Depression and multiple sclerosis often go hand-in-hand. Depression is the most common comorbidity of multiple sclerosis, and half of those with multiple sclerosis experience depression sometime during their lifetime. Some evidence suggests that depression is associated with hastening of disability in people with multiple sclerosis and, in some cases, may be an early manifestation of the disease.
Against this backdrop, results from a randomized trial testing internet-based cognitive behavioral therapy (CBT) for depression in people with multiple sclerosis is likely to be welcomed as good news, especially because of the scarcity of therapists who can deliver CBT and some question the effectiveness of antidepressants.

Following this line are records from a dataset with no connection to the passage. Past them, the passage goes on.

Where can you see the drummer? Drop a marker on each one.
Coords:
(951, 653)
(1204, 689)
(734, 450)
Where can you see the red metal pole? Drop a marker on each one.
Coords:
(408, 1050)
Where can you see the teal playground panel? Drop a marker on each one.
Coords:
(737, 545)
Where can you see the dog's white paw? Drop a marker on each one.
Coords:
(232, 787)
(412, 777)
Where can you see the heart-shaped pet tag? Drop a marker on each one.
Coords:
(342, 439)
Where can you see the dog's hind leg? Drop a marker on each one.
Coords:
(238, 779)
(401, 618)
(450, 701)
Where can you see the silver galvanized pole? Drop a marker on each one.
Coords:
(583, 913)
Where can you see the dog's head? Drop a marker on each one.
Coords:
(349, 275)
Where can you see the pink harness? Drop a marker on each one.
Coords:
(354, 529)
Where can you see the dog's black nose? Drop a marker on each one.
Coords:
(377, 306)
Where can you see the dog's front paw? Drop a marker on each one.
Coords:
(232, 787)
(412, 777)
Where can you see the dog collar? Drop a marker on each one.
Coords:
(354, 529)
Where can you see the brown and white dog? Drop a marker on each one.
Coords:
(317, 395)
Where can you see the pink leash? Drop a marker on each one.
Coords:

First author Stefan M. Gold, Ph.D., of the Medizinische Klinik mS Psychosomatik, Charité– Universitätsmedizin Berlin in Berlin, Germany, and his colleagues enrolled 279 people with multiple sclerosis with self-reported depression in the trial. They were randomized into one of three groups: standalone internet-based CBT, CBT that included some email support from a clinical psychologist or a control group. The patients were recruited at five academic medical centers, two in Germany and three in the U.S., with large outpatient multiple sclerosis care units.
The primary outcome was a score on the Beck Depression Inventory-II, a standard 21-item questionnaire that is used to measure depression, especially in research contexts. Gold and his colleagues measured depression at 12 weeks after randomization and then, in an extension trial, six and 12 months after randomization.
The outcomes showed a significant reduction in depressive symptoms as measured by the Beck Depression Inventory at the 12 weeks and six months in the patients randomize to CBT but not difference between those treated with standalone CBT and those treated with CBT with some guided help from a clinical psychologist. The researchers also saw improvement in assessments in the study participants’ quality of life in those in the two CBT groups, although there was no improvement in the measurement of fatigue.
“This trial provides evidence for safety and efficacy of this multiple sclerosis-specific online tool as a standalone or guided application to reduce depressive symptoms in multiple sclerosis over a 12-week period,” Gold and his colleagues concluded. “This remote-access, scalable intervention increases the therapeutic options in this patient group and could help to overcome treatment barriers.”
Like all studies, this one has limitations and reasons to hedge on a full embrace of the results. For one thing, the dropout rate from the study was high; at week 12, 18% (50 of 279) of those enrolled had left the study. Gold and his colleagues also fell short of their planned enrollment of 375, a shortfall that they chalked up to stalled enrollment during the height of the COVID-19 epidemic.
Another reason for some pause: The CBT intervention did not result in a significant proportion of people meeting the diagnostic criteria of major depressive disorder. “Although the reduction in depressive symptoms in the two intervention groups was statistically significant, symptoms remained above the clinical threshold for depression, demonstrating that complete freedom from depression is difficult to achieve,” noted an accompanying editorial that suggested that future work should zero in on optimizing internet-based CBT.